Submitted by scaredyclassic on April 22, 2015 - 6:45pm.

anybody ever try just old used carpet on the ground for weed control?

Submitted by CA renter on April 23, 2015 - 1:09am.

zk wrote:
CA renter wrote:

Also, what did you use to replace the UC Verde, zk?

We replaced it with regular old fescue. I made the lawn lower than the surrounding concrete and very level, and capped the drains. Therefore there's zero runoff. Which helps a bit. Still more water then the buffalo grass. But it's green in the winter, doesn't shed runners, and it's softer. It feels softer to me anyway.

That's why I was wondering if anyone had any experience with the Eco-lawn product. It's composed of a variety of fescue grasses, and it's supposed to be about as drought tolerant as the UC Verde.

Is your grass fairly drought tolerant relative to the UC Verde, or might there be different types of fescue grasses that are specifically selected for drought tolerance?

Sorry to bother you with these questions. We're just trying to figure out what to do with our grass as well.

Also, did you DIY, or hire a contractor? We would prefer to go the contractor route if/when we change it out because our DIY lawn just doesn't look anywhere near as nice as the lawns that were installed professionally.

Submitted by montana on April 23, 2015 - 3:42pm.

ljinvestor wrote:
So what was window manufacturer solution...no Low-E glass?

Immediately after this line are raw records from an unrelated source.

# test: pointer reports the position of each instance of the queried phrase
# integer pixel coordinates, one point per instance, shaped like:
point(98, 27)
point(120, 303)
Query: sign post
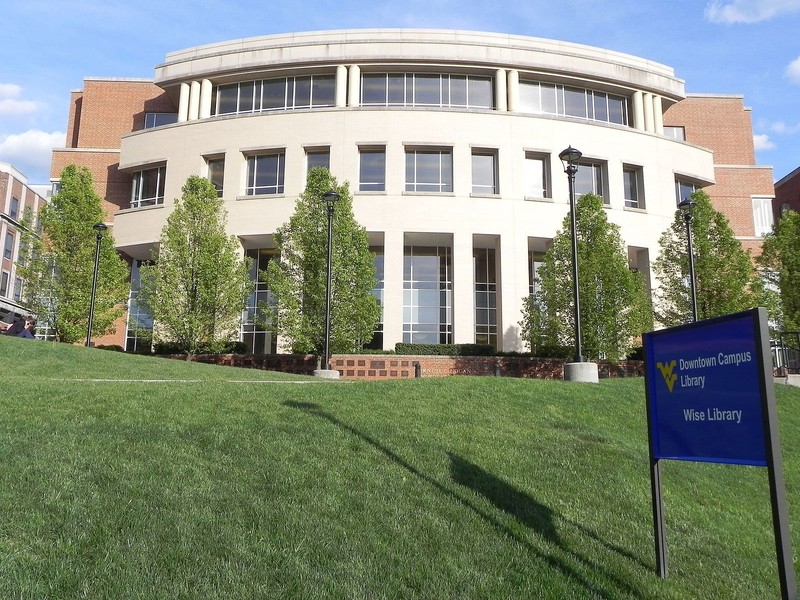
point(710, 398)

The window manufacturer replaced the windows with Low-E glass, but the new windows were 3/16" thick vs. 1/8" in the original windows, as well as putting in "capillary insertion tubes". The thicker glass reduces the "flex" of the window and significantly reduces the laser beam effect and the "capillary insertion tubes" help regulate the pressure in the double pane window to match that outside of the window. The reflection of the sun is now a perfect replica of the window vs. the laser beam that melted our turf and previously had burned a number of our plants/shrubs etc.

Submitted by LAAFTERHOURS on February 23, 2016 - 1:49pm.

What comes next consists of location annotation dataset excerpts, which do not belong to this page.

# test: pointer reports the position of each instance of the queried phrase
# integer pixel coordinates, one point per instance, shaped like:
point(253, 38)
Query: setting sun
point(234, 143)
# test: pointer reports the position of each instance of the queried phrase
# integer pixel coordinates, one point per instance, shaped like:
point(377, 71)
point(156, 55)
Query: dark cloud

Resurrecting this discussion because when many of us signed up for the rebates, there was nothing discussing the Fed taxing the rebates as income. Tax season is upon us and MWD asked for W-9 to send out income statements.

The MWD has not fully disclosed whether these are to be taxed as federal income. Considering the money spent to pay someone to remove lawns was paid for by taxed income, the rebate was used to pay a contractor to install a permeable replacement for said lawn and that individual pays income taxes, it seems like the IRS is trying to triple dip on tax revenue asking for the rebate to be considered income.

I know the federal energy conservation rebates in terms of whether they are income or not are specific to everything other than water so the argument seems to be that water conservation doesnt apply (which seems silly considering its the worlds most valuable resource).

Can any tax experts weigh in on this?